Standard compounds including cya-3-O-rutinoside, cya-3-O-galactoside, cya-3-O-glucoside, peonidin-3-O-galactoside, peonidin, peonidin-3-O-glucoside, malvin, delphinidin-3-O-galactoside, delphinidin-3-O-glucoside, pelargonidin-3-O-galactoside, pelargonidin-3-O-glucoside, pelargonidin, cyanidin, delphinidin, petunidin, petunidin-3-O-glucoside, and malvin-3-O-glucoside with a purity of no less than 98% were purchased from Sigma. The standards were dissolved in a solvent consisting of 2% formic acid in methanol–water solution (v:v, 50:50) to prepare stock solutions at a concentration of 1 mg/mL. Subsequently, volumes of 0.5, 1.0, 2.5, 10.0, 20.0, or 50.0 μL were pipetted to prepare mixed standard solutions of varying concentrations. The stock solutions were stored at −20 °C. Data acquisition was performed on the standard solutions using the above-described mass spectrometry method to establish an anthocyanin standard database. Calibration curves were generated for quantitative analysis of anthocyanins in samples.

2.2.4. Quantification of Anthocyanins in Zijuan Tea Fresh Leaves

The contents of major anthocyanins in tea leaf samples were calculated on the basis of calibration curves constructed from standard compounds.

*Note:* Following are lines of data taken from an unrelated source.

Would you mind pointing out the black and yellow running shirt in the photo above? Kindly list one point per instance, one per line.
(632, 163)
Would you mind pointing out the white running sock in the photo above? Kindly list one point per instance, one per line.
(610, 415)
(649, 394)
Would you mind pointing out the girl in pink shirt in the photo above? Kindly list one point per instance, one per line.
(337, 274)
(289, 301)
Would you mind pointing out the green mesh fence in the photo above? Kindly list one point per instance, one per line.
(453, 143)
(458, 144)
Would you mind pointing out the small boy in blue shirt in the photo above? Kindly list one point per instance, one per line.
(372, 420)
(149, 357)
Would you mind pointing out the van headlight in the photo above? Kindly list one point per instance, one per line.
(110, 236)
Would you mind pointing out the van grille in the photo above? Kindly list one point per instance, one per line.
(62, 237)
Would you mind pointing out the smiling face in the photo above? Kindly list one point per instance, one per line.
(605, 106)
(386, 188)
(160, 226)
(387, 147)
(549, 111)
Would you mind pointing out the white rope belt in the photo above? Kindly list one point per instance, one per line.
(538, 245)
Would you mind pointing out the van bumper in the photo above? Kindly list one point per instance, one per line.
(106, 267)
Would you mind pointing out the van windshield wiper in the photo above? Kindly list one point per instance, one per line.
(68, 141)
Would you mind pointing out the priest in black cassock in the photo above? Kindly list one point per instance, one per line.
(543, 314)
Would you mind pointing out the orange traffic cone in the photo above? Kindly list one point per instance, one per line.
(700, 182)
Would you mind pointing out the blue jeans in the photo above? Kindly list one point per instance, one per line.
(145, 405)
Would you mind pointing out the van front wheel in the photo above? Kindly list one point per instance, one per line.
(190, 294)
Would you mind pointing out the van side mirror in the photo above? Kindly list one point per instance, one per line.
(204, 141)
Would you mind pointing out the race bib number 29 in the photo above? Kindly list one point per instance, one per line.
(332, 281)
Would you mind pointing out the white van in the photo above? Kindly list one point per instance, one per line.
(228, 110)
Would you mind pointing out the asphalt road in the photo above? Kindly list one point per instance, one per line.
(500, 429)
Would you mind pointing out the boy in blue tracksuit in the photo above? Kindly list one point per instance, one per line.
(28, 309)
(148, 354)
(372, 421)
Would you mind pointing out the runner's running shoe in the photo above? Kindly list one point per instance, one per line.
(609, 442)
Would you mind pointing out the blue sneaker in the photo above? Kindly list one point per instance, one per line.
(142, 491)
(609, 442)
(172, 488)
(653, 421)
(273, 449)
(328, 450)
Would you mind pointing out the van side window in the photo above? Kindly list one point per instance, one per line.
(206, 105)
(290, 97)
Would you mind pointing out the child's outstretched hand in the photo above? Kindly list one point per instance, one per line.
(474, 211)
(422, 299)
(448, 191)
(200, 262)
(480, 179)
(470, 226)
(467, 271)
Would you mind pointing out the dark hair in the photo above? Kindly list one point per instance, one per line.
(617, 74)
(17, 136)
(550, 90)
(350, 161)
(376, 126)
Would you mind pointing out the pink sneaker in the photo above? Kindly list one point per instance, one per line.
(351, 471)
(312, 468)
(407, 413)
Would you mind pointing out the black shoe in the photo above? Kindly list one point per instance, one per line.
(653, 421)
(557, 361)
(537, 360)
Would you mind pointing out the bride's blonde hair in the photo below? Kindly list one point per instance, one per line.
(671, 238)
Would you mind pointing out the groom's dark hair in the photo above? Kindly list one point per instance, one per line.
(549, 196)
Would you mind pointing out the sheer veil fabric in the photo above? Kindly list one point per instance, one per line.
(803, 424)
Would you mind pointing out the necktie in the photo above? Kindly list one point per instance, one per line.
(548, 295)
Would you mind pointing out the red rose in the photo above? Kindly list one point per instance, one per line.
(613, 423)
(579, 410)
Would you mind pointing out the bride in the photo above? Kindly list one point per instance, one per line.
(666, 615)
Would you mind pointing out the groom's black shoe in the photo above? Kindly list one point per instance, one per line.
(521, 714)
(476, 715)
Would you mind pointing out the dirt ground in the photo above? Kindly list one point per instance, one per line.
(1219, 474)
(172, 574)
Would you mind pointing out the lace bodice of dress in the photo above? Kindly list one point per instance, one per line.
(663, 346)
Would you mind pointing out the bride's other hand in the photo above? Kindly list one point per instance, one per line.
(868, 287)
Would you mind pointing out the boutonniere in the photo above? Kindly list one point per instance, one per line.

2.3. Near-Infrared Spectral Acquisition and Spectral Preprocessing

Near-infrared spectral data were collected using an IAS3100 near-infrared spectrometer from Wuxi Intelligent Analysis Service Co., Ltd., Wuxi, China. Diffuse reflectance spectral scanning was performed on freshly harvested Zijuan tea leaves at room temperature. The laboratory relative humidity was maintained at approximately 60%, and the temperature was controlled around 20 °C. Tea samples were thoroughly compacted in Petri dishes to ensure uniformity. After preheating the instrument for 30 min, spectral data were acquired. Each sample was scanned 10 times, with the sample thoroughly mixed before each scan. The average of the 10 scans was taken as the final spectral data for a specific sample. In total, 100 spectral datasets were collected for building classification and prediction models. The spectral detection range was 900–1700 nm, with 801 wavelength points.
Near-infrared spectral data often contain interference signals such as baseline drift and low-frequency noise caused by environmental lighting and instrument dark current. In this study, four preprocessing algorithms were applied: Savitzky-Golay (S-G) first derivative filtering was used to eliminate baseline drift and enhance peak boundary recognition, with a window width of 11 and a polynomial order of 3 [17,18]; Standard Normal Variate (SNV) transformation was performed to remove baseline drift and spectral intensity variations through centering and scaling [19,20]; one-dimensional median filtering (Medfilt), a nonlinear signal processing method, was used to replace original spectral values with local median values within a sliding window to eliminate noise caused by instrument fluctuations and outliers from sudden environmental changes [21,22]; and normalization (Normaliz) was utilized to scale each spectrum to unit length by dividing by its Euclidean norm to eliminate variations due to differences in optical path length [23].

2.4. Extraction of Visual Color and Texture Features

A small image processing program developed using the GUI module of MATLAB software was used to extract color and texture features of Zijuan tea fresh leaves at different tenderness levels [24]. The color features included R, G, B, H, S, V, 2G-R-B, R/G, and hab*, while the texture features comprised smoothness (r), standard deviation (δ), entropy (e), uniformity (U), and mean gray level (m).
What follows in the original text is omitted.